Os participantes discutiram propostas para fortalecer o controle de acesso, a vigilância e o planejamento preventivo. O histórico de sinistros na instituição, como o incêndio de 2010 ocorrido nas proximidades da Unidade de Tecnologia de Alimentos (Utal), foi lembrado para reforçar a urgência de tratar o tema de forma permanente.

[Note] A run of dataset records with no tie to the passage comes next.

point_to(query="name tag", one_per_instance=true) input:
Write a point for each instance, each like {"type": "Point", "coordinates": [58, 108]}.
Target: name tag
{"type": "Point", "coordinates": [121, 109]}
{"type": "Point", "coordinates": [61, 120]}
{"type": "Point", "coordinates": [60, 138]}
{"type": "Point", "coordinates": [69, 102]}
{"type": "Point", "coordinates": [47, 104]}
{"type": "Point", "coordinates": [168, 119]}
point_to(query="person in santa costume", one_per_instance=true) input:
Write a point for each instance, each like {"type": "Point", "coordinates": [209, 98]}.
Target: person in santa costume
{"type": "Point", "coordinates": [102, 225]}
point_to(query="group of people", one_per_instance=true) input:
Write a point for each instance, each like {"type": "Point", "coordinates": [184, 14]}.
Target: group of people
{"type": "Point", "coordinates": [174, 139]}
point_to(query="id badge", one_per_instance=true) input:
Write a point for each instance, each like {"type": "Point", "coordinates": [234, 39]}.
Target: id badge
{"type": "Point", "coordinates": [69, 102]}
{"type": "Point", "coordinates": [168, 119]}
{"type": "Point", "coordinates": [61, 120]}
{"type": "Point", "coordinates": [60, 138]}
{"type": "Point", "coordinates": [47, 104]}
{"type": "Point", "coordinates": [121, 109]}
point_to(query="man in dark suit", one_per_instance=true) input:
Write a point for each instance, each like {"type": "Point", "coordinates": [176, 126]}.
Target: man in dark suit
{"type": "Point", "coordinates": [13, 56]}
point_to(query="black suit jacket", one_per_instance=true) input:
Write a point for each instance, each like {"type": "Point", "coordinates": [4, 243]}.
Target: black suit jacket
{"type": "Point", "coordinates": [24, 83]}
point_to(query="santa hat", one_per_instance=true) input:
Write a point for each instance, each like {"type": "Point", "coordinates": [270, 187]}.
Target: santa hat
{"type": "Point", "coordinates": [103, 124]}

Além disso, foi apresentada uma contextualização institucional do PZ e sua relevância para a Ufac e a sociedade acreana. O professor Rodrigo Perea expôs a pesquisa desenvolvida em 2025 por seu orientando, Moisés Pereira, aluno do doutorado Bionorte da Ufac, sobre risco de incêndio em áreas florestadas do campus-sede.
As discussões foram enriquecidas pelas contribuições do professor Moisés Barbosa de Souza, do Centro de Ciências Biológicas e da Natureza (CCBN), reconhecido por seu conhecimento sobre as áreas florestadas da Ufac, apontando para a necessidade de uma construção coletiva que envolva orientação, resposta rápida e proteção da biodiversidade.
“Esperamos que a organização de alternativas de prevenção, monitoramento e combate ao risco de incêndios florestais nas áreas da Ufac avance significativamente em 2026”, disse o diretor substituto do PZ, Wanderson Gomes. “Diante da previsão de uma estiagem mais severa, é fundamental que a universidade esteja preparada para agir de forma planejada, integrada e preventiva.”
Também participaram da reunião representantes da Prefcam, do CCBN, do CFCH, dos cursos de Geografia e Medicina Veterinária, do doutorado Bionorte, além de servidores e colaboradores ligados à temática ambiental.
Próximos passos
Para dar materialidade às ações propostas, foram definidos os seguintes encaminhamentos práticos:
– 3 de junho às 8h: visita in loco à trilha interna do PZ (trajeto de aproximadamente 3 quilômetros) para mapear pontos críticos, gargalos de acesso e possibilidades de intervenção;
– 12 de junho às 8h30: nova reunião de trabalho com o objetivo de dar continuidade às discussões e avançar na consolidação de medidas integradas.